VOLODYMYR ZELENSKY, PRESIDENT OF THE UNITED STATES OF AMERICA (through translation): We don't accept this finale to fight for our life. If Ukraine will lose, and if it will be very difficult for us, if there'll be a big amount of victims, depends on you, on our partners, on the Western world. If we'll be strong enough with the weapons, we won't lose this war. We will win this war. I have hope about the U.S. Congress, and I'm sure that it will be a positive solution. Otherwise, I don't understand which world we're living.

(END VIDEO CLIP)

WALSH: Now, Zelensky really has a difficult job to do. In all of the speeches he's been making around this anniversary, he has to be clear that Ukraine thinks it can continue to fight without Western assistance, the $60 billion level it needs from the United States, but it also has to sound the alarm that they really are struggling without that assistance.

And I think today we saw a president probably, I think, without openly saying it, shocked that they're at this particular stage, desperately waiting for the West to step in, but trying to suggest that Ukraine is able to move forwards and thanking those who've lost loved ones in the fight that they've had.

CHURCH: The tension between Poland and Ukraine over cheap Ukrainian agricultural exports is continuing unabated, a devastating effect.
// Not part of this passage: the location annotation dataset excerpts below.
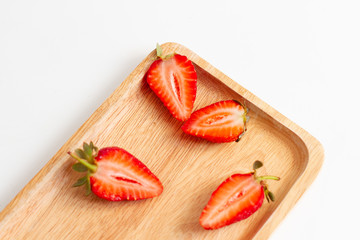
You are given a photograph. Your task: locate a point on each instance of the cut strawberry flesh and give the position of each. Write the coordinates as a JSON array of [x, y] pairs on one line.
[[120, 176], [174, 81], [235, 199], [220, 122]]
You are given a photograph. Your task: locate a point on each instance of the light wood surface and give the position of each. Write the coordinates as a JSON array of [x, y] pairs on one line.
[[190, 169]]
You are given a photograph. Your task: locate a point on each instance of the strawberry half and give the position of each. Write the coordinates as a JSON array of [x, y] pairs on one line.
[[173, 79], [237, 198], [114, 174], [224, 121]]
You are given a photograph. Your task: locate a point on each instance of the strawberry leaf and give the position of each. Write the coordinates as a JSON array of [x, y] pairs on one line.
[[79, 167], [87, 150], [271, 196], [80, 153], [80, 182]]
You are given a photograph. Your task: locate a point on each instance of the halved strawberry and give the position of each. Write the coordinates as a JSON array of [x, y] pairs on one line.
[[173, 79], [237, 198], [224, 121], [114, 174]]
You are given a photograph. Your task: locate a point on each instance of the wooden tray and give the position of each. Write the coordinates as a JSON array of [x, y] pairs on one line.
[[189, 168]]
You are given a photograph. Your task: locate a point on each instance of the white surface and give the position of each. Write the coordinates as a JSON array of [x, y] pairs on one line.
[[59, 60]]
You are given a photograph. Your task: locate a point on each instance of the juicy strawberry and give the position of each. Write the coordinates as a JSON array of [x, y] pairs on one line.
[[237, 198], [224, 121], [115, 175], [173, 79]]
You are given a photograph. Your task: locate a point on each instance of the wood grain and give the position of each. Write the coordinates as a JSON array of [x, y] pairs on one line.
[[189, 168]]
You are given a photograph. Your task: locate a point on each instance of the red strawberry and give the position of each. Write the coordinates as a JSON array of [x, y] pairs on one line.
[[223, 121], [237, 198], [173, 79], [114, 174]]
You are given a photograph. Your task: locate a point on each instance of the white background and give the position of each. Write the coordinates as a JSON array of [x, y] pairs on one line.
[[59, 60]]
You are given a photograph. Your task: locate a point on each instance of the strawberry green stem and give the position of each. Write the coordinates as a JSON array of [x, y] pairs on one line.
[[267, 177], [90, 166]]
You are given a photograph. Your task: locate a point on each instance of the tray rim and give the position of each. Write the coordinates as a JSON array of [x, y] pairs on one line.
[[314, 147]]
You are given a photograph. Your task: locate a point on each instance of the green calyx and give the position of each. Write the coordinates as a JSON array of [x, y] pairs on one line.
[[269, 195], [159, 53], [85, 163]]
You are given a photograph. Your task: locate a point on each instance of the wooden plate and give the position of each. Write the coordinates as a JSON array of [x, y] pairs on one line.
[[189, 168]]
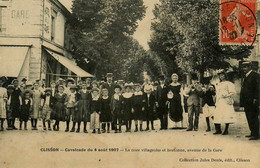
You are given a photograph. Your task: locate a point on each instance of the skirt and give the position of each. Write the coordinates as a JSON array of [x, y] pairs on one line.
[[94, 121]]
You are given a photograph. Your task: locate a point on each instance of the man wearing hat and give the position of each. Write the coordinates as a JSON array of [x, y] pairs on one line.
[[116, 108], [47, 104], [249, 99], [10, 90], [69, 83], [3, 101], [161, 98], [109, 84], [193, 102], [71, 102], [23, 84]]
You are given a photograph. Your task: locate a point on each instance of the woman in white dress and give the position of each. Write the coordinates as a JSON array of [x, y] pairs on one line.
[[225, 112]]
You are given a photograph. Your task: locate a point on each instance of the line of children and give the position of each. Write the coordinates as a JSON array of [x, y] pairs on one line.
[[79, 105]]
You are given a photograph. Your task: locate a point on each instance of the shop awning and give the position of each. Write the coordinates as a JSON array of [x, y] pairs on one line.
[[70, 64], [11, 60]]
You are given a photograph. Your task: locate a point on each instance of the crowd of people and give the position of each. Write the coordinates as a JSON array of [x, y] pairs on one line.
[[112, 105]]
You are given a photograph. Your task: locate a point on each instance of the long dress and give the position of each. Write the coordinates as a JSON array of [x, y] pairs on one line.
[[15, 103], [3, 98], [59, 107], [84, 105], [36, 104], [138, 101], [224, 112], [95, 117], [127, 106], [25, 110], [175, 108], [105, 108]]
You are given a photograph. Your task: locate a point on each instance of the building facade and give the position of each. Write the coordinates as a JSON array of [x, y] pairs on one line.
[[35, 41]]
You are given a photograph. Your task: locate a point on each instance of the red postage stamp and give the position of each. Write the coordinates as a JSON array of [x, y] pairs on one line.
[[238, 22]]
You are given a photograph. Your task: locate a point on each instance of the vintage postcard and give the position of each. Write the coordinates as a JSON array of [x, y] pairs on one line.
[[129, 83]]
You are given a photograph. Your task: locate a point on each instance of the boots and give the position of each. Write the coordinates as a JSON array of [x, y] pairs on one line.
[[208, 124], [218, 129]]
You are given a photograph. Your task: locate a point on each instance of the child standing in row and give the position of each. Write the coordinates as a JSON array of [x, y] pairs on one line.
[[3, 101], [149, 106], [10, 90], [128, 106], [59, 108], [138, 107], [15, 102], [95, 111], [116, 107], [105, 116], [71, 103], [84, 106], [37, 94], [47, 105], [26, 108]]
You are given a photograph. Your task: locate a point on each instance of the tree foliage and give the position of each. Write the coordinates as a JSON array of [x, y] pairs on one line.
[[185, 35], [102, 32]]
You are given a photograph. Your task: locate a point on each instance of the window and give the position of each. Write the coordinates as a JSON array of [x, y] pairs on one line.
[[2, 15]]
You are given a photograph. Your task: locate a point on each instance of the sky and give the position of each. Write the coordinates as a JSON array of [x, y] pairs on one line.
[[143, 32]]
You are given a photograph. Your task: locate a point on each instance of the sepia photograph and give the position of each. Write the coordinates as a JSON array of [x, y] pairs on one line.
[[129, 83]]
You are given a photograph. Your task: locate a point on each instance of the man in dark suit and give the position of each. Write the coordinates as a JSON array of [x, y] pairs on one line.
[[193, 102], [161, 98], [110, 85], [149, 105], [249, 99]]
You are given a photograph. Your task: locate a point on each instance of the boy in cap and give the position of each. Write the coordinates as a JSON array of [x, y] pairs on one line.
[[105, 116], [249, 99], [47, 105], [3, 101], [161, 98], [26, 108], [149, 105], [84, 106], [10, 90], [128, 106], [116, 108], [71, 102], [15, 102], [138, 101], [95, 111]]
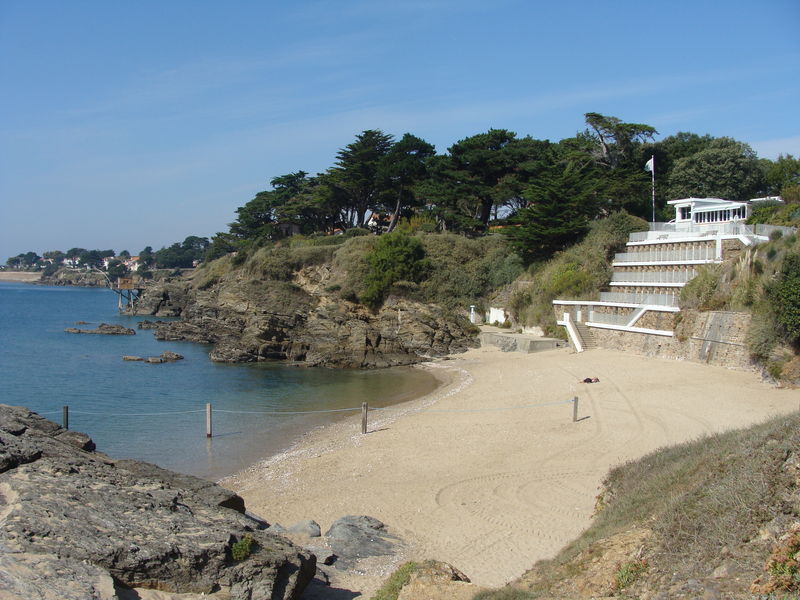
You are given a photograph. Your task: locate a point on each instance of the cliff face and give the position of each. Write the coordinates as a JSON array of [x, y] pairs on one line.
[[76, 524], [251, 320]]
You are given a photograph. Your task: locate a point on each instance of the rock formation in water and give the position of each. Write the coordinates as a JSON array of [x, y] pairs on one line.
[[103, 329], [76, 524], [254, 320]]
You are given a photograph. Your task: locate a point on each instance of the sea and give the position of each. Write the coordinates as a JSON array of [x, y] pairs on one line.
[[157, 412]]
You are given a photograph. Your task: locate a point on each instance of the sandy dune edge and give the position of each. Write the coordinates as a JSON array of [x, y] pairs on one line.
[[489, 473]]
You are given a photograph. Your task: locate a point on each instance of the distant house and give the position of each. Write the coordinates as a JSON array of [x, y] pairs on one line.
[[132, 262]]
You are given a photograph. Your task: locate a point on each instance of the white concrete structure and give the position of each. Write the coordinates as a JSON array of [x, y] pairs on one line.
[[648, 277]]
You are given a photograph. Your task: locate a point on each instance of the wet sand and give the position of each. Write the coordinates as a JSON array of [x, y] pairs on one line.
[[489, 472]]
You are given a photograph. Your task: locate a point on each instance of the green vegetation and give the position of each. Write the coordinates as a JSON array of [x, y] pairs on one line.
[[395, 257], [242, 549], [628, 573], [701, 501], [392, 586], [578, 272], [764, 281]]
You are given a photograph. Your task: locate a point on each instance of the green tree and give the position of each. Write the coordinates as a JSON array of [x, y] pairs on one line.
[[724, 169], [785, 296], [615, 140], [403, 166], [117, 269], [396, 257], [558, 216], [56, 255], [256, 220], [147, 257], [358, 176], [782, 173]]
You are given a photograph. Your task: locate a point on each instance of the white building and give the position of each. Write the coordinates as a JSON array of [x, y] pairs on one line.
[[648, 277]]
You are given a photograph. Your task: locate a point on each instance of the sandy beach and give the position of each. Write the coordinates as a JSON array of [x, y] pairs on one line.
[[489, 472], [21, 276]]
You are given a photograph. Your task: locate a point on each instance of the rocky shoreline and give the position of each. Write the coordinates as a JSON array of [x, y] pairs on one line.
[[256, 320], [78, 524]]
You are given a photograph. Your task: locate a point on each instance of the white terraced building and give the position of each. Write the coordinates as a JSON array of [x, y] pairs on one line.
[[648, 277]]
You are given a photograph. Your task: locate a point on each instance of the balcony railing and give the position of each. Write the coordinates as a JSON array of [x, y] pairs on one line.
[[653, 277], [610, 318], [668, 299], [674, 256]]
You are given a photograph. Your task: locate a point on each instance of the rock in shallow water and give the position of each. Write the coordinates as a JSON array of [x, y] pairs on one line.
[[88, 518]]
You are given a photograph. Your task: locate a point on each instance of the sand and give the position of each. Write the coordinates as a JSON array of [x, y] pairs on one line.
[[22, 276], [489, 473]]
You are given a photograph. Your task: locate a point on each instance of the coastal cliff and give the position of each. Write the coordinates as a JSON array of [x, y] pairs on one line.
[[76, 524], [248, 319]]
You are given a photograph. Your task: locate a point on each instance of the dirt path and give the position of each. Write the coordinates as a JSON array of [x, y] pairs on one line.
[[489, 473]]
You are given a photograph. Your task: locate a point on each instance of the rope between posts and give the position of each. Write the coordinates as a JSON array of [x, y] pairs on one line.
[[161, 414], [466, 410], [285, 412]]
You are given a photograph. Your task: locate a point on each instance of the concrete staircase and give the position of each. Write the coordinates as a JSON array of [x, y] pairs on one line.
[[587, 338]]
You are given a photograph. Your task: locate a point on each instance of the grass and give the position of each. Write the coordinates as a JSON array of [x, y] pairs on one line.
[[697, 498], [576, 273], [242, 549], [392, 586]]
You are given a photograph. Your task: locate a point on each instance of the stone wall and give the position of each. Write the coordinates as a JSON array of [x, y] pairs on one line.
[[716, 338]]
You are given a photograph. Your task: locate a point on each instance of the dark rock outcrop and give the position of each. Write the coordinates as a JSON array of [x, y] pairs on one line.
[[103, 329], [75, 523], [165, 299]]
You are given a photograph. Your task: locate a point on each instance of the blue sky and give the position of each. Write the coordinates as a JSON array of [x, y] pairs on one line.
[[126, 124]]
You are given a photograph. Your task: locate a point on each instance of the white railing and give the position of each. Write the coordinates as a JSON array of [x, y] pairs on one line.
[[668, 299], [667, 231], [767, 230], [610, 318], [663, 255], [635, 277]]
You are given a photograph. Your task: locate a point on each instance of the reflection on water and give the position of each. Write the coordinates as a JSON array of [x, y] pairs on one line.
[[157, 412]]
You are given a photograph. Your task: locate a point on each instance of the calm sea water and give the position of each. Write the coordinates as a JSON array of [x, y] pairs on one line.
[[136, 410]]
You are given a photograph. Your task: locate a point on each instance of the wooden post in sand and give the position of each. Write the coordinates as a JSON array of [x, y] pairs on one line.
[[364, 409]]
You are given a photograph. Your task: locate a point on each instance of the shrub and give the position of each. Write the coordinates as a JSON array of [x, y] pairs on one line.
[[396, 257], [704, 291], [785, 296], [628, 573], [242, 549]]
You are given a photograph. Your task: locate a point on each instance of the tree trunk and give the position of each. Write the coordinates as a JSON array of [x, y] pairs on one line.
[[396, 212]]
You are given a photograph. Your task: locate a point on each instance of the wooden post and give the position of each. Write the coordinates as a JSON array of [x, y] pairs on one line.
[[364, 409]]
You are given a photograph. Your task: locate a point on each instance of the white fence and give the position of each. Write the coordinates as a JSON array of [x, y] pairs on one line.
[[663, 255], [611, 318], [651, 277]]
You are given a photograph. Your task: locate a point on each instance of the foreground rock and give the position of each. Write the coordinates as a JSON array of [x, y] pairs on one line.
[[75, 523], [103, 329]]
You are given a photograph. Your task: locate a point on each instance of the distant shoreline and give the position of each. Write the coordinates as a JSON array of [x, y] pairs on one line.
[[20, 276]]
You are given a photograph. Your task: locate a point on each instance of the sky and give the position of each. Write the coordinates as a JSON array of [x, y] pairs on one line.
[[133, 124]]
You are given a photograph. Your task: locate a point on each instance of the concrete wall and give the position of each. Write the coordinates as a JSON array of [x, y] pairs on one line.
[[716, 338]]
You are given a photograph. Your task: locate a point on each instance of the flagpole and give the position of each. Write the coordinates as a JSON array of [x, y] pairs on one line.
[[653, 174]]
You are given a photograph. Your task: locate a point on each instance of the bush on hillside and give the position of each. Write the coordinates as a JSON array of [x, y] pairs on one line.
[[396, 257], [578, 272]]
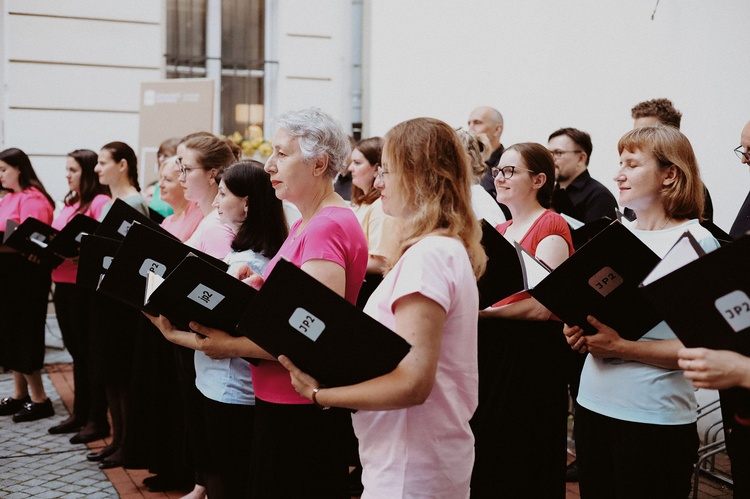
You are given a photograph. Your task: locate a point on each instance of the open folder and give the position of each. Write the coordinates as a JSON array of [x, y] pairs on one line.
[[322, 333], [144, 250], [705, 299], [601, 279], [510, 268], [199, 291]]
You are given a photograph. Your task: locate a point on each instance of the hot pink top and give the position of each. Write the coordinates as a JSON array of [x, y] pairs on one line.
[[334, 235], [19, 206], [427, 450], [184, 226], [67, 270]]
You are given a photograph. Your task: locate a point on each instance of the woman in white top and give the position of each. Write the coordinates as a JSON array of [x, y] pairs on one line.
[[635, 429]]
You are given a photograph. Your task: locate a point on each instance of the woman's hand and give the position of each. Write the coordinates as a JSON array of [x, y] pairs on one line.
[[606, 343], [215, 343], [302, 382], [716, 369], [575, 338]]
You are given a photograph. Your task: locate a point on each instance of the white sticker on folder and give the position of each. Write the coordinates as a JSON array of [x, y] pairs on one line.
[[206, 296], [605, 281], [306, 323], [124, 228], [150, 265], [735, 308]]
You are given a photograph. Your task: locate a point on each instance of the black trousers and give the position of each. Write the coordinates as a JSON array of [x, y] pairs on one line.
[[623, 460]]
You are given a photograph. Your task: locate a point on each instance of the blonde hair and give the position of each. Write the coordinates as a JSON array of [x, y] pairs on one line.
[[429, 166], [683, 198]]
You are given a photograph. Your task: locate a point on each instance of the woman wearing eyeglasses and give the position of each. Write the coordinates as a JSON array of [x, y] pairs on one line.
[[520, 424], [636, 417]]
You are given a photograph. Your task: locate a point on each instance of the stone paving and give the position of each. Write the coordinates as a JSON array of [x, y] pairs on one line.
[[34, 463]]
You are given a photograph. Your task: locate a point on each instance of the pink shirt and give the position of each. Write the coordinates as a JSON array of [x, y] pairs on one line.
[[19, 206], [212, 237], [184, 226], [67, 270], [334, 234], [427, 450]]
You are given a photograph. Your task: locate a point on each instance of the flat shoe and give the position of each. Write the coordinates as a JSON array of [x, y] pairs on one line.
[[10, 406], [33, 411]]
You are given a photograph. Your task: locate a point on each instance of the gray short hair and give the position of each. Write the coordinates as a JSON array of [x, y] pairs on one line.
[[317, 134]]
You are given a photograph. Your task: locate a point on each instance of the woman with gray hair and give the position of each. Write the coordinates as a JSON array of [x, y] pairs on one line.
[[292, 437]]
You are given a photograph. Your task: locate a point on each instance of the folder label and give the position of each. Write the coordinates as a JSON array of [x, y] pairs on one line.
[[735, 308], [124, 228], [306, 323], [605, 281], [150, 265], [206, 296]]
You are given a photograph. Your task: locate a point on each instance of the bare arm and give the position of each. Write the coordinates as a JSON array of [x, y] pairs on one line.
[[420, 321]]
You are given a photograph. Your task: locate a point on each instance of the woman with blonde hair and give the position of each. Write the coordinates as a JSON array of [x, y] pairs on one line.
[[636, 421], [413, 423]]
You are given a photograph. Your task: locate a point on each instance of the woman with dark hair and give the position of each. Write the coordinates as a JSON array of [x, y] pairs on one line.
[[88, 197], [23, 299], [246, 202], [636, 432], [522, 389], [380, 229], [114, 323]]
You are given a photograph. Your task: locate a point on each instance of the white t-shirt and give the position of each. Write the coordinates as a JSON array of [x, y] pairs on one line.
[[427, 450], [637, 392]]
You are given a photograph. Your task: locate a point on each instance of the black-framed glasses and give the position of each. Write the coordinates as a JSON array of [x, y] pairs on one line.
[[559, 152], [742, 154], [507, 171], [184, 170], [381, 174]]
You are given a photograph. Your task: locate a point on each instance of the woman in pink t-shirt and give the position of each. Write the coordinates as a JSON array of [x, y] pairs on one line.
[[413, 423], [86, 196], [24, 293]]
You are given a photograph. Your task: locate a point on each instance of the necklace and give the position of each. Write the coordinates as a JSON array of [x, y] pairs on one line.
[[315, 212]]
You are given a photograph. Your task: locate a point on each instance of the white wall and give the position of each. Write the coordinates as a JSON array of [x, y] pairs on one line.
[[71, 74], [579, 63]]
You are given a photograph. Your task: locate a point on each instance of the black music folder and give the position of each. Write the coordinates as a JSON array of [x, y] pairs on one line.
[[120, 218], [510, 268], [33, 237], [199, 291], [144, 250], [322, 333], [601, 279], [96, 256], [706, 301]]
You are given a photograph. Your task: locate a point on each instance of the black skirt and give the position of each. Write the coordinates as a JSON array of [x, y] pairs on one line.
[[24, 295]]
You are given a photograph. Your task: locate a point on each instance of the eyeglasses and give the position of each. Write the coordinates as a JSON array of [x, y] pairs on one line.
[[507, 171], [184, 170], [742, 154], [557, 152], [381, 174]]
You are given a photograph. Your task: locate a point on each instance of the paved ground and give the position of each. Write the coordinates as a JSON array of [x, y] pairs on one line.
[[35, 464]]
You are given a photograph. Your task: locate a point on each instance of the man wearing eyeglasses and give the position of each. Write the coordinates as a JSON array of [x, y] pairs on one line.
[[742, 222], [576, 194]]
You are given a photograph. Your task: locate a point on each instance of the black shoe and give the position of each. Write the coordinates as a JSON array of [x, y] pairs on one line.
[[90, 434], [99, 456], [571, 472], [70, 425], [32, 411], [165, 483], [10, 406]]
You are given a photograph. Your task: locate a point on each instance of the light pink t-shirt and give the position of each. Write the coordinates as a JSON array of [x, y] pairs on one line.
[[19, 206], [427, 450], [184, 226], [212, 237], [66, 271], [334, 234]]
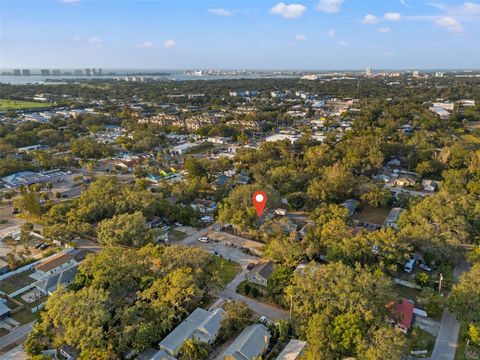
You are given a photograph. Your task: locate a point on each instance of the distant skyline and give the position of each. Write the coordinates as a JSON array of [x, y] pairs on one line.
[[321, 34]]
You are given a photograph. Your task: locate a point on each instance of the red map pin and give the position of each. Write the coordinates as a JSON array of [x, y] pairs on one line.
[[259, 202]]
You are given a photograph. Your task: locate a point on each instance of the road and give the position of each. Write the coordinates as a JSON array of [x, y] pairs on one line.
[[16, 336], [446, 343], [272, 312]]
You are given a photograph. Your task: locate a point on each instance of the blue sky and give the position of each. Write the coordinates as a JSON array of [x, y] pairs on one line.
[[174, 34]]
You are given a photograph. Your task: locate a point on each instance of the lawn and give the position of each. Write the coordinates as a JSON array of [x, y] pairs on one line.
[[226, 269], [25, 316], [461, 344], [177, 235], [471, 139], [421, 340], [16, 282], [6, 104]]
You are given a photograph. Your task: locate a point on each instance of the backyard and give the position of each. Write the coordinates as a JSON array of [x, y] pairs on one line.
[[6, 104]]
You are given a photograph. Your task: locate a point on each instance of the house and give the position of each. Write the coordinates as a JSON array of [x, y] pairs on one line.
[[4, 309], [351, 205], [405, 180], [261, 273], [249, 345], [64, 277], [237, 241], [293, 350], [68, 352], [200, 324], [204, 206], [402, 314], [55, 264], [392, 218], [394, 162], [429, 185]]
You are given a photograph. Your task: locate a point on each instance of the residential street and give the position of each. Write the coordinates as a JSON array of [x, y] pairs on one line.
[[16, 336], [446, 343]]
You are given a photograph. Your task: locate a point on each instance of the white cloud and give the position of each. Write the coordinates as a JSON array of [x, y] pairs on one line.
[[288, 11], [220, 12], [369, 19], [169, 43], [146, 45], [449, 23], [392, 16], [329, 6], [467, 9], [94, 40]]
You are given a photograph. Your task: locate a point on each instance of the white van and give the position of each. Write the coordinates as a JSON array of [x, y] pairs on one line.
[[409, 265]]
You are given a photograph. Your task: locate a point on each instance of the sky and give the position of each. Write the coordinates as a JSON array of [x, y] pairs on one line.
[[247, 34]]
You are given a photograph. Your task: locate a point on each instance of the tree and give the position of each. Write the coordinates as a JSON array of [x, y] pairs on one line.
[[336, 184], [340, 309], [237, 316], [125, 230], [464, 300], [194, 349]]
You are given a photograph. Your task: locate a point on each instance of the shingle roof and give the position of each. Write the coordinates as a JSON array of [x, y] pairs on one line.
[[61, 278], [201, 324], [293, 350], [54, 262], [251, 343]]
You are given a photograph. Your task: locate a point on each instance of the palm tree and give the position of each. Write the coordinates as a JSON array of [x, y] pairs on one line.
[[193, 349]]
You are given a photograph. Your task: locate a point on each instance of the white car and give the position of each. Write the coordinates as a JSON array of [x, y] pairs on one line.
[[409, 265]]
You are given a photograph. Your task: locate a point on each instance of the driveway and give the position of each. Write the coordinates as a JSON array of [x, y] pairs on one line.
[[16, 336]]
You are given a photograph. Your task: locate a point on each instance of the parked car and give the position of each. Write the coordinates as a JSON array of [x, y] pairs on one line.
[[409, 265], [425, 267]]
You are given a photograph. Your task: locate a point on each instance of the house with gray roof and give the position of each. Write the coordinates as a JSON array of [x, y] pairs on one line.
[[261, 273], [200, 324], [49, 284], [250, 344], [293, 351]]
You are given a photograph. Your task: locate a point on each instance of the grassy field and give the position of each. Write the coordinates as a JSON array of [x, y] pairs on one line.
[[24, 316], [421, 340], [226, 269], [177, 235], [16, 282], [6, 104]]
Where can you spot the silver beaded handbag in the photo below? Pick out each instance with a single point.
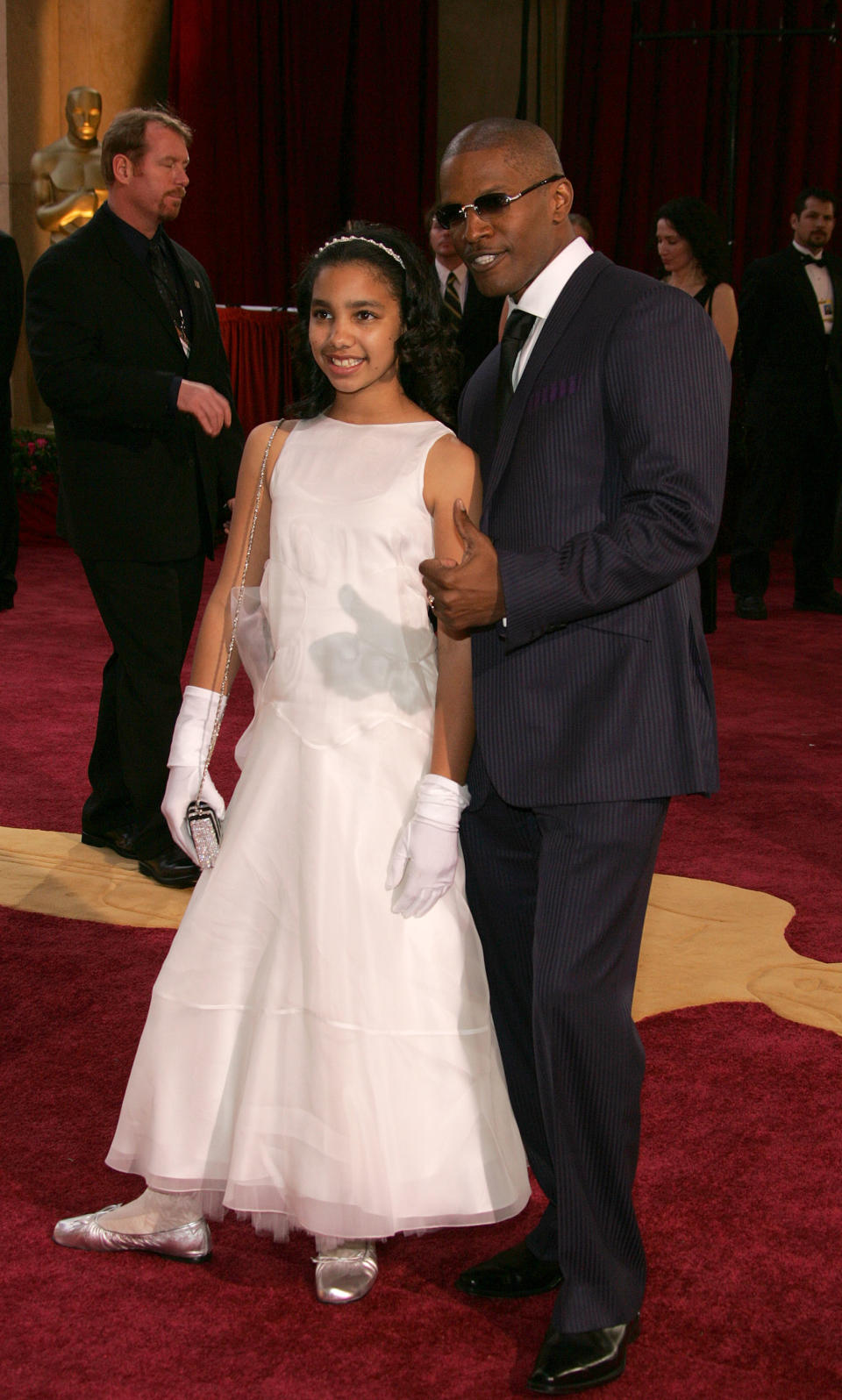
(206, 831)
Officials in both countries confirmed that around 160 tons of Ukrainian grain was dumped out of train cars and destroyed on Sunday. Ukraine's deputy prime minister says the grain was in transit to the port of Gdansk and then to other countries.

He says it's the fourth case of vandalism and impunity at Polish railway stations. This month, Polish farmers have protested against the cheap grain, saying it's unfair competition. They've blocked border crossings and motorways, and several Ukrainian grain shipments have been destroyed. On Friday, Ukraine's prime minister offered a plan to ease the tensions saying his country is open to dialogue.

Still ahead, the streets of Sao Paulo turn into a sea of yellow in a show of support for the former Brazilian president accused of trying to stage a coup. We'll have details on that after the break. (COMMERCIAL BREAK) [02:20:00]

CHURCH: On Sunday, former Brazilian president, Jair Bolsonaro, led a big rally of his supporters in Sao Paulo. He's continuing to deny allegations he took part in a coup to try to stay in power. Last year, Brazil's highest electoral court barred Bolsonaro from running for political office until 2030. He spoke at Sunday's rally and said he did nothing wrong.

(BEGIN VIDEO CLIP)

JAIR BOLSONARO, FORMER BRAZILIAN PRESIDENT (through translation): They continue to accuse me of a coup. Now the coup is because there's a draft of a state of emergency decree. A coup using the constitution? Have holy patience. A coup using the constitution. I make it clear that the state of siege begins with the president of the republic convening the republic and defense councils. Did this happen? No.

(END VIDEO CLIP)

CHURCH: For more on Bolsonaro's show of strength in the streets of Sao Paulo, we have this report from CNN Brazil's Iuri Pitta.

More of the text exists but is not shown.